18 Responses to Two fascinating new studies of the placebo response

  • “In my view, clinicians should try to maximize them where they can. Yet placebo effects are not normally a justification for employing placebo therapies in clinical practice. In other words, the fact that a bogus treatment can generate a placebo response is not a good reason for using it on patients who need help.”

    Spoken like a true skeptic. Do you have any clue about the power of the mind over the body?

    A placebo can be as effective as a drug for reducing lower back pain—even when the person knows he’s being given a dummy pill. Back pain patients who are told they’re taking a placebo still report a 30 per cent reduction in pain and disability.
    Around half of the 97 patients with chronic lower back pain were given a pill bottle, with the word ‘Placebo’ printed on it—after they had been told that a placebo contains no active ingredient—along with a standard NSAID (non-steroidal, anti-inflammatory drug) painkiller, and the rest of the group was given just the painkiller.
    After taking the pills twice a day for three weeks, the patients given the placebo reported a 30 per cent reduction in pain compared to a 9 per cent decrease among those given only an NSAID.
    Other chronic problems such as fatigue, depression, and common digestive or urinary symptoms might also respond well to placebo where the patient is told beforehand, say researchers from the Beth Israel Deaconess Medical Centre.
    Lead researcher Ted Kaptchuk, who is also a professor of medicine at Harvard Medical School, reckons that the placebo works because it’s part of a process that includes interaction with a nurse or physician, taking pills and “all the rituals and symbols of our healthcare system,” he says.
    The results “turn our understanding of the placebo effect on its head,” says Prof Kaptchuk. In most medical trials, the patient isn’t told that he or she has been given a placebo so that any benefits must therefore be all “in the mind.”

    But it seems our mind doesn’t care whether or not it knows we’re taking the dummy pill.

    • ” Do you have any clue about the power of the mind over the body?” yes, I do!
      perhaps you care to read my previous posts on this topic and try to understand: ONE DOES NOT NEED PLACEBOS TO GENERATE PLACEBO EFFECTS!

  • The difference between the two studies in how patients were primed is not clear but it looks as if the first study involved explicit priming by contrast with the implicit priming employed in second study. This might explain the difference in priming effectiveness found in the two studies.

    The Kaptchuk study mentioned in the comments employed heavy-duty explicit priming throughout and even before the trial, advertising itself to prospective participants as an experiment in “mind-body” medicine: Self-selecting placebo responders were likely to have been well represented in the trial.

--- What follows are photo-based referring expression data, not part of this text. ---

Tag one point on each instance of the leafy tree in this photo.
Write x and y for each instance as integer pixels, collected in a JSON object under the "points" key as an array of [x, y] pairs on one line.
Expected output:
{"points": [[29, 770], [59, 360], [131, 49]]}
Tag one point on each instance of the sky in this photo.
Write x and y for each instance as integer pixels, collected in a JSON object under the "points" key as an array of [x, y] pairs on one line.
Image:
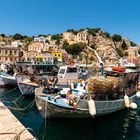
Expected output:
{"points": [[33, 17]]}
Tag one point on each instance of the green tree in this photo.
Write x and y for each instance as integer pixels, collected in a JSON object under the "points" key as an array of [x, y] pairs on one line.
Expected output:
{"points": [[93, 46], [107, 34], [132, 43], [3, 35], [74, 49], [41, 35], [17, 36], [124, 45], [91, 32], [116, 38], [120, 52], [139, 51], [65, 44]]}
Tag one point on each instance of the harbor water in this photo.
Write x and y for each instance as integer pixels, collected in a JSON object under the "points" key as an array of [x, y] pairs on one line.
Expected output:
{"points": [[122, 125]]}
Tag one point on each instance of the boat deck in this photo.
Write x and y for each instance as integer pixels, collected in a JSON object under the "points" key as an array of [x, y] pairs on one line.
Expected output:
{"points": [[10, 127]]}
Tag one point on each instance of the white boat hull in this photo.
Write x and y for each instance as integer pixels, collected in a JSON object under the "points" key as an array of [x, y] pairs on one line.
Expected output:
{"points": [[1, 82], [9, 80], [48, 110], [26, 89]]}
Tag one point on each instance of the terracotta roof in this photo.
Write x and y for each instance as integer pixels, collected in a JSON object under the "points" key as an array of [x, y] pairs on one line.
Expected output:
{"points": [[9, 48], [36, 44]]}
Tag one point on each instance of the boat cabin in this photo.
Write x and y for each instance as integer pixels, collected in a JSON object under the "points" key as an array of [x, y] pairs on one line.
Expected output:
{"points": [[67, 74]]}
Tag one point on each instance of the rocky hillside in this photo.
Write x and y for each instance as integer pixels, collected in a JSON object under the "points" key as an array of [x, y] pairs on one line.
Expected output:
{"points": [[109, 48]]}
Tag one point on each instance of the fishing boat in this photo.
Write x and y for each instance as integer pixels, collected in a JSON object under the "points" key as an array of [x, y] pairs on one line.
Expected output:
{"points": [[9, 79], [103, 95], [1, 82], [33, 78]]}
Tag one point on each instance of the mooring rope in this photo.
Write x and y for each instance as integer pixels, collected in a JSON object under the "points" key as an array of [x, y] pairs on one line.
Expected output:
{"points": [[12, 89], [8, 102], [18, 135]]}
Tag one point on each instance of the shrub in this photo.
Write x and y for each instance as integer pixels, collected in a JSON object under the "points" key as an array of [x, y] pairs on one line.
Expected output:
{"points": [[116, 38]]}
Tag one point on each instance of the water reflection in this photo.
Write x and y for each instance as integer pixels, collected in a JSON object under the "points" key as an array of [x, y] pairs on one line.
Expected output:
{"points": [[122, 125]]}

    The placebo responder/non-responder dichotomy is exemplified in the first study mentioned here. The ANOVA analysis is instructive. Doctor’s performance just scraped statistical significance; interaction was far more significant but far and away the most significant factor was – responsiveness. The placebo response relies heavily upon the suggestibility of patients.

    I think this fact makes the systematic employment of the effect highly problematic in terms of ethics. Explicit suggestion by medical professionals of possible benefits of a purported treatment which depends entirely on the effectiveness of suggestion itself on a small sub-group of the general population seems like an extremely dubious way to go, as a general practice.

  • I don’t think these studies show any reduction in the pain experienced by the subjects, just a modification of the point at which they complain. Similar to studies that found reduced pain reported but no change in on-demand painkiller use. If this is a possible explanation then there is very little “mind-body” effect and a lot of reporting effect. Clinical use of placebo in that case is shutting the patient up not helping them. That has contributed to difficult to diagnose patients going for years without effective help.